A family called Ridgway were important members of the chapel throughout its existence, and after Thomas Ridgway bought land in Lymm in 1848 it was decided that the church should move there. The population of Lymm was about 4,000 by this time, whereas Millington had remained a small village. Ridgway also provided the materials for the new chapel to be built, along with some of the money; the remaining funds were raised by the congregation. The architect (a Mr Walton) and builder (a Mr Bramhall) were both Manchester-based. Construction took place during 1850 following the laying of the foundation stone that spring, and the first service at Lymm was held on 22 September 1850. The preacher at this service was from Upper Hill Street Baptist Church at Wisbech, Cambridgeshire, another Johnsonian Baptist stronghold. A Sunday school, attached to the chapel, was built in 1851 and extended in 1852.

By the 1980s the chapel was too small and its layout was inflexible. In 1987 a feasibility study was undertaken into making improvements. The architectural firm of Joseph Finney and Sons of nearby Winsford undertook the project, initially valued at around £400,000. Work was completed in December 1992. A larger worship hall, the Millington Hall, was built, and the original (1850) chapel was reconfigured and renamed the Ridgway Hall.

By the 19th century, Lymm Baptist Church's original mother church at Millington had been relegated to the status of a preaching-station served from Lymm. It closed in about 1924 and, after being used as a workshop, became a house in the 1980s. During the time it was a workshop, rental income accrued to Lymm Baptist Church; in 1986, the former chapel was sold for £40,000 and the funds were put towards the building project.

==Architecture==
The original, 1850, chapel (now the Ridgway Hall) has sandstone walls and a roof of slate tiles. The four-bay side walls are buttressed and have two-light windows with "nice" Decorated Gothic tracery. The original part of the Sunday school has prominent twin gables; gabled dormer windows light the later part.

In its original form, the interior had many original fittings: two rows of box pews, a timberwork roof and a stone pulpit.
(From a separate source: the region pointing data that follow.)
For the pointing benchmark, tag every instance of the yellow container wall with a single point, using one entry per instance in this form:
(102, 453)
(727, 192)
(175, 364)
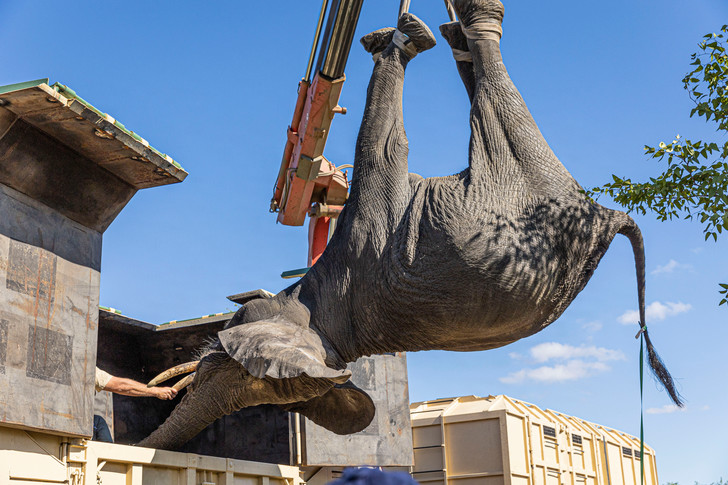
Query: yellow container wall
(500, 440)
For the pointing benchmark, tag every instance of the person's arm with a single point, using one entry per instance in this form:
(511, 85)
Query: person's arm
(129, 387)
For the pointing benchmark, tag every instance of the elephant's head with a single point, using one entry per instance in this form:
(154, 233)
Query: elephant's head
(472, 261)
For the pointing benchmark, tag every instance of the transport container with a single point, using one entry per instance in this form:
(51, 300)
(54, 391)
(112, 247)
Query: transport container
(33, 458)
(500, 440)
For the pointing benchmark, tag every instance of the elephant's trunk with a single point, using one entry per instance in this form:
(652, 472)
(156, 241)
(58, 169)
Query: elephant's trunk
(208, 398)
(633, 233)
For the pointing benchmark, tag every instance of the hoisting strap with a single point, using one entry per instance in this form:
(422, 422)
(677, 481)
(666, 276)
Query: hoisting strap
(483, 30)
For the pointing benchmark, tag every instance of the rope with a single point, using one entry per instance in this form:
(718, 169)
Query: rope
(643, 329)
(642, 420)
(483, 31)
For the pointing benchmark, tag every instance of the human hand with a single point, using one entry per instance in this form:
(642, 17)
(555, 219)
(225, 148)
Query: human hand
(164, 393)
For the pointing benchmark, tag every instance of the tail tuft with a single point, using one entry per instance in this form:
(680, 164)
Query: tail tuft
(633, 233)
(660, 372)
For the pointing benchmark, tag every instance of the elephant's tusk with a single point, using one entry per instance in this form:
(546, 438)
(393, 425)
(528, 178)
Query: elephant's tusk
(184, 382)
(174, 371)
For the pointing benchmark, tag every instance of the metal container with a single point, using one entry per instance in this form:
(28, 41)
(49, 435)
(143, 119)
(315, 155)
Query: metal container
(500, 440)
(31, 458)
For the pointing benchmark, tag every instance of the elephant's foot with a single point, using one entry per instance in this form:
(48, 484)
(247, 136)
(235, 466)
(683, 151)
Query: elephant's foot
(453, 34)
(480, 19)
(411, 36)
(417, 36)
(375, 42)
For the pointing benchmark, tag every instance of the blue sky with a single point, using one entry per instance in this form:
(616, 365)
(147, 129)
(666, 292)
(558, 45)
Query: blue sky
(214, 85)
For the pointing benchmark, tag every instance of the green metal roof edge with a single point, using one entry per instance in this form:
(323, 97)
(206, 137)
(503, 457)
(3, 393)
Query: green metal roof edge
(18, 86)
(196, 318)
(110, 310)
(70, 93)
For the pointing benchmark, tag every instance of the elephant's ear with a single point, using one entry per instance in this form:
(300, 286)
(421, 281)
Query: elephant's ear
(279, 349)
(344, 409)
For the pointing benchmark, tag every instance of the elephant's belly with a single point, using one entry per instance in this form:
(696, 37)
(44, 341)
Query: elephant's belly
(491, 279)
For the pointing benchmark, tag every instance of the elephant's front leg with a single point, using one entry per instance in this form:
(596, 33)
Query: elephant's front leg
(380, 183)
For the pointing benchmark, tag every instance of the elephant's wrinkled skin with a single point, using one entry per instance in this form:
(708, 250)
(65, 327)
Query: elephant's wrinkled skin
(472, 261)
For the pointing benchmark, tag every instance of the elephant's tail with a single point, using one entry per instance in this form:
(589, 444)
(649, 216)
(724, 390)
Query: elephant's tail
(633, 233)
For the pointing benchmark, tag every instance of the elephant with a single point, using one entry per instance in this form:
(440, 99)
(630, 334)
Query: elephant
(470, 261)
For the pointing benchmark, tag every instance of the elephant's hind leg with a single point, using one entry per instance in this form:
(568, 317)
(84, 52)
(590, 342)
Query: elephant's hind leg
(506, 145)
(380, 168)
(453, 34)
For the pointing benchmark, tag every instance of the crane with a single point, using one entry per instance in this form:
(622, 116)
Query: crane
(308, 184)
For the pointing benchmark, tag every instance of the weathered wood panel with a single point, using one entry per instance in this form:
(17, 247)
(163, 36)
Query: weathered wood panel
(48, 318)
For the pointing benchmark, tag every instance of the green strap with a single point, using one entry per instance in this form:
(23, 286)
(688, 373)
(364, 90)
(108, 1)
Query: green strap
(642, 426)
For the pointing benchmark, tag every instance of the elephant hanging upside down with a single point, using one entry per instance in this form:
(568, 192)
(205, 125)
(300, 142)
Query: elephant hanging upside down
(472, 261)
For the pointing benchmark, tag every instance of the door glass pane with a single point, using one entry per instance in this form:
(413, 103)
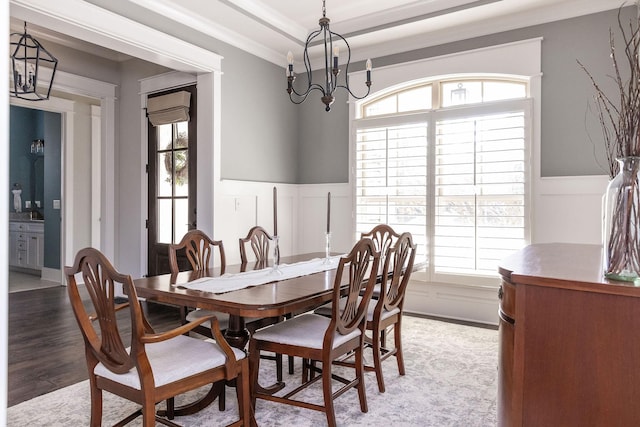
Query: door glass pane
(164, 174)
(181, 160)
(181, 222)
(165, 136)
(164, 221)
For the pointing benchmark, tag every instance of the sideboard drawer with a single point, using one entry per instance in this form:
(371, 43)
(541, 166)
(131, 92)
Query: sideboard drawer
(507, 295)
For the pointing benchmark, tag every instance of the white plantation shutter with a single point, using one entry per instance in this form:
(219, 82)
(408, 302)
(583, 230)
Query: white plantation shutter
(479, 191)
(391, 181)
(456, 179)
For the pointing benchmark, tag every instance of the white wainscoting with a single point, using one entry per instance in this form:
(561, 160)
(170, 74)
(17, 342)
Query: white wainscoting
(565, 209)
(302, 215)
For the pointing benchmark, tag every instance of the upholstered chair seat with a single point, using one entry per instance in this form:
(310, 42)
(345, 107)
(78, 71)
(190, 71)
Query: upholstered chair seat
(306, 330)
(173, 359)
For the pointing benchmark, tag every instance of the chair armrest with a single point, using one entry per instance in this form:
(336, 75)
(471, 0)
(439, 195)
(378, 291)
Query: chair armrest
(181, 330)
(117, 307)
(230, 363)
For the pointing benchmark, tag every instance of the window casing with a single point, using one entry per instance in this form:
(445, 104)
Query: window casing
(457, 178)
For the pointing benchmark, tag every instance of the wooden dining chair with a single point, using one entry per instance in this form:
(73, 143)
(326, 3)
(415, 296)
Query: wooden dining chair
(258, 239)
(388, 309)
(198, 249)
(385, 313)
(315, 337)
(383, 236)
(153, 366)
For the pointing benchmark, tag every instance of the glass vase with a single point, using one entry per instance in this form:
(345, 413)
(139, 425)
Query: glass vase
(621, 246)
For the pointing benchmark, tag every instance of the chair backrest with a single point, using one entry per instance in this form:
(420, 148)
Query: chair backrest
(100, 330)
(398, 265)
(383, 237)
(259, 240)
(348, 307)
(198, 248)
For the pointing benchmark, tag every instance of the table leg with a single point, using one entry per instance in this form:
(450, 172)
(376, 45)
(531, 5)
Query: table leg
(198, 405)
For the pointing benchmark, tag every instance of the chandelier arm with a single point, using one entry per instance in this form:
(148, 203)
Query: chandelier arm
(331, 69)
(354, 95)
(305, 94)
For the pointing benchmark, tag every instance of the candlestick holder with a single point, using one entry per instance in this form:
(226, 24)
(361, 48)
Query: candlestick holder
(276, 256)
(327, 248)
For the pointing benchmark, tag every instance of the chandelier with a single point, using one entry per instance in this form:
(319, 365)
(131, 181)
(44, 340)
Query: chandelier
(27, 59)
(331, 70)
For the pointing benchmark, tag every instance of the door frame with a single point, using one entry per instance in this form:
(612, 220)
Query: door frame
(150, 85)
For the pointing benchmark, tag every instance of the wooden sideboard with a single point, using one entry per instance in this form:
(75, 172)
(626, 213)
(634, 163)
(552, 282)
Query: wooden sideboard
(569, 341)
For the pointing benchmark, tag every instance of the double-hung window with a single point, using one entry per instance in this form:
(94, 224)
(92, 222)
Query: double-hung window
(448, 161)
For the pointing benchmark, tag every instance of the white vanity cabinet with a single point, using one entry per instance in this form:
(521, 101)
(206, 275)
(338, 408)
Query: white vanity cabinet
(26, 244)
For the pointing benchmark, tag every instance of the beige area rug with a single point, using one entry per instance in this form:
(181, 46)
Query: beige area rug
(451, 380)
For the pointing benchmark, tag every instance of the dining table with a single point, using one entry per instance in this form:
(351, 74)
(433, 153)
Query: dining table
(274, 299)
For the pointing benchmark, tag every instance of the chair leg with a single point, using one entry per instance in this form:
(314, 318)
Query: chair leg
(244, 395)
(397, 337)
(377, 357)
(362, 394)
(254, 368)
(328, 394)
(148, 412)
(171, 408)
(96, 405)
(278, 367)
(221, 398)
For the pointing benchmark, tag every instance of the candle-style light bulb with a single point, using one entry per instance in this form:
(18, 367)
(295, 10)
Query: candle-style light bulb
(289, 66)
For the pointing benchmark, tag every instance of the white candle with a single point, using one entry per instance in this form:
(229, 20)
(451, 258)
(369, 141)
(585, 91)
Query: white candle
(328, 212)
(275, 211)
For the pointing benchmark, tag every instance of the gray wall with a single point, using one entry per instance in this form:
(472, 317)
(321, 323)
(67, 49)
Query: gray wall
(571, 137)
(259, 124)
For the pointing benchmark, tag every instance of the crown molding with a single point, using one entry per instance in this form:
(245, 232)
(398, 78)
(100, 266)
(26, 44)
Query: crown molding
(88, 22)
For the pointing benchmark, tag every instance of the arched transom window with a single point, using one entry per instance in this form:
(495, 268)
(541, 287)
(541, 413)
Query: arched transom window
(447, 160)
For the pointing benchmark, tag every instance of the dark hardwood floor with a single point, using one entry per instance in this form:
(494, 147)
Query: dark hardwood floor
(46, 351)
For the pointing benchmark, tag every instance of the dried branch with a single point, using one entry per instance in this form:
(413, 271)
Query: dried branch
(620, 119)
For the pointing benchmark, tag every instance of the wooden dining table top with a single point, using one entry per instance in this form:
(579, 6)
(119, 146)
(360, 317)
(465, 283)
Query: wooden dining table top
(272, 299)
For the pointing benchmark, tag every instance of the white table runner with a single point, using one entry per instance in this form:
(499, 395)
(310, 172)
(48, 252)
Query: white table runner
(235, 281)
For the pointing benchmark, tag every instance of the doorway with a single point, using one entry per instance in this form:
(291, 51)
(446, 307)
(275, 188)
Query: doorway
(65, 120)
(172, 182)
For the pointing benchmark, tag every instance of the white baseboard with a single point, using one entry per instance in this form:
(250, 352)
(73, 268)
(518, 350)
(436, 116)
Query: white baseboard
(52, 275)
A shuttered archway led to a baptistery at the east end.

==Administration==
Lymm Baptist Church's buildings are held in trust by the Baptist Union of Great Britain. The church is part of the Union's North West England region, controlled by the North Western Baptist Association. It was registered for the solemnisation of marriages on 21 November 1851. There is one Sunday morning service per week and an evening service once per month. It is also used by both church and community groups throughout the week.